Die anspruchsgemäße speicherprogrammierbare Steuerung unterscheidet sich
von der Bekannten dadurch, dass die beanspruchten speziellen sicherheitsgerichteten E/A-Geräte selbsttätig einen Vergleichstest zwischen ihren Kanälen sowie
zusätzliche Eigentests durchführen, so dass die sicherheitsgerichteten Programm-
Module in der Zentraleinheit eine zur Eigenüberwachung der sicherheitsgerichteten E/A-Geräte (7) redundante Überwachung der sicherheitsgerichteten E/A-Geräte durchführen.
Die DIN-Norm aaO hat Grundsätze für Rechner in Systemen mit Sicherheitsaufgaben zum Inhalt. Hierbei werden die Fehlerursachen in Rechnern (Kap. 4) und die
Maßnahmen zur Vermeidung (Kap. 5) und zur Beherrschung (Kap. 6) von Fehlern
beschrieben, speziell die strukturellen Maßnahmen zur Beherrschung von Fehlern
auf Systemebene (Anhang B.1) und Maßnahmen zur Beherrschung von Fehlern
unterhalb der Systemebene (Anhang B.2). Unter anderem wird im Anhang B.2
darauf hingewiesen, dass bei redundanter Systemstruktur eine weitere Redundanz unterhalb der Systemebene erst bei sehr hohen Anforderungen zum Einsatz
kommt, oder dass sie eingesetzt wird, weil eine schnelle Fehlererkennung ohne
Belastung der Verarbeitungseinheit Vorteile bringt (S 77, B.2.1.1). Auf speicherprogrammierbare Steuerungen wird in der DIN-Norm aaO nicht eingegangen.
Die übrigen noch im Verfahren befindlichen, in der mündlichen Verhandlung weder
von den Parteien noch vom Senat aufgegriffenen Druckschriften gehen über den
vorstehend abgehandelten Stand der Technik nicht hinaus und bringen auch keine
neuen Gesichtspunkte, so daß auf sie nicht eingegangen zu werden braucht.
2. Die speicherprogrammierbare Steuerung des Patentanspruchs 1 beruht auch
auf einer erfinderischen Tätigkeit.
Ausgehend von der sicherheitsgerichteten speicherprogrammierbaren Steuerung
nach der deutschen Offenlegungsschrift 38 35 522 stellt sich dem Fachmann die
auch dort (Sp 1 Z 15 bis 17) bereits angesprochene Aufgabe, die Fehlersicherheit
und somit die Verfügbarkeit zu erhöhen, von selbst. Denn der Fachmann ist bei
Computersteuerungen stets bestrebt, die Ausfallsicherheit zu erhöhen, insbesondere auch um Gefahrensituationen durch eine fehlerhafte Funktionsweise zu vermeiden.
Der Erfinder hat erkannt, dass er dieses Ziel im Hinblick auf die aus der deutschen
Offenlegungsschrift 38 35 522 bekannte speicherprogrammierbare Steuerung erreichen kann, wenn er das spezielle sicherheitsgerichtete Eingabe-Geräte für die
einkanalige SPS in der Weise weiterentwickelt, daß es intern selbsttätig einen Vergleichstest zwischen seinen Kanälen durchführt.

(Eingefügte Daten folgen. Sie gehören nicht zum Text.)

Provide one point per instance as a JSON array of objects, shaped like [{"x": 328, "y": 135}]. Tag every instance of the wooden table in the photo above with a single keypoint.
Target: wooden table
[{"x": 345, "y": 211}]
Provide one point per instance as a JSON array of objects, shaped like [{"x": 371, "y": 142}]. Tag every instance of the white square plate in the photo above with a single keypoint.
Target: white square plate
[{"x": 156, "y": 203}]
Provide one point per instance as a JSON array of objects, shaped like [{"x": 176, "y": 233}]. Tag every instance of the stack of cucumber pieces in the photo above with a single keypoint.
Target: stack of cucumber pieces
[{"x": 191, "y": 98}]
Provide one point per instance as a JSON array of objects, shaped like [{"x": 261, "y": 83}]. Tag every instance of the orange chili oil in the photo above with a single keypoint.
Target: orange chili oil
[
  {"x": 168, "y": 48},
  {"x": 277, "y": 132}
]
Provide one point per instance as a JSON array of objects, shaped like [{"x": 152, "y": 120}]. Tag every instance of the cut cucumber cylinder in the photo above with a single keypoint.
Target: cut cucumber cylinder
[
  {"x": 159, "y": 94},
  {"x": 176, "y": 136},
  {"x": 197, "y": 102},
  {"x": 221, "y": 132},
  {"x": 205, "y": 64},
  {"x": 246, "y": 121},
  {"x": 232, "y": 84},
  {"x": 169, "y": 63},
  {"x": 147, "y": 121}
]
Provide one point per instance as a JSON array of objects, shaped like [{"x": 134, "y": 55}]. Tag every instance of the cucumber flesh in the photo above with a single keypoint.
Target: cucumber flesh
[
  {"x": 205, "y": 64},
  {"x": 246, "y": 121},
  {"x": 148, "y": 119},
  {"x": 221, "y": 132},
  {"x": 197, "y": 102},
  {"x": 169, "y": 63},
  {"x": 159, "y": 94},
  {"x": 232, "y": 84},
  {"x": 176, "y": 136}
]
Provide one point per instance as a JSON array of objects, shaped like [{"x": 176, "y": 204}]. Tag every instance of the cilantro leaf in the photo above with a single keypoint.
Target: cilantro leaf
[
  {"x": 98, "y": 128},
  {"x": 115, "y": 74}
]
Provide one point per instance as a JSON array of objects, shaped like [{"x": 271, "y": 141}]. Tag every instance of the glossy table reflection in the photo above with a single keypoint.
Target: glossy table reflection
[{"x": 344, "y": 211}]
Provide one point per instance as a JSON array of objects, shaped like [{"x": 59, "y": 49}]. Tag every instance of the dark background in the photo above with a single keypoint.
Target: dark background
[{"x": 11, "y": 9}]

Denn nach der DIN-Norm aaO wird für eine Erhöhung der Systemsicherheit zunächst eine redundante Systemstruktur vorgeschlagen, was den Fachmann zu einer mindestens zweikanaligen SPS führen würde. Bei sehr hohen Anforderungen
schlägt die DIN-Norm aaO zusätzlich eine weitere Redundanz unterhalb der Systemebene vor (S 77, Kap B.2.2.1). Einen Hinweis auf E/A-Geräte für speicherprogrammierbare Steuerungen, die intern zweikanalig aufgebaut sind und selbsttätig
einen Vergleichstest zwischen ihren Kanälen durchführen, wie es im Patentanspruch 1 ausgeführt ist, kann der Fachmann hieraus jedoch nicht ableiten.
Eine gegenteilige Beurteilung, wie sie von der Einsprechenden vertreten wird, würde auf einer unzulässigen rückschauenden Betrachtung in Kenntnis der Erfindung
beruhen.
Bei dieser Sachlage kann es dahingestellt bleiben, in wie weit sich die Durchführung von zusätzlichen Eigentests in den zweikanalig aufgebauten E/A-Geräten
und die redundante Überwachung dieser E/A-Geräte durch die Zentraleinheit, wie
es im Patentanspruch 1 weiterhin angegeben ist, für den Fachmann in naheliegender Weise auf Grund seiner Fachkenntnis aus dem Stand der Technik ergibt.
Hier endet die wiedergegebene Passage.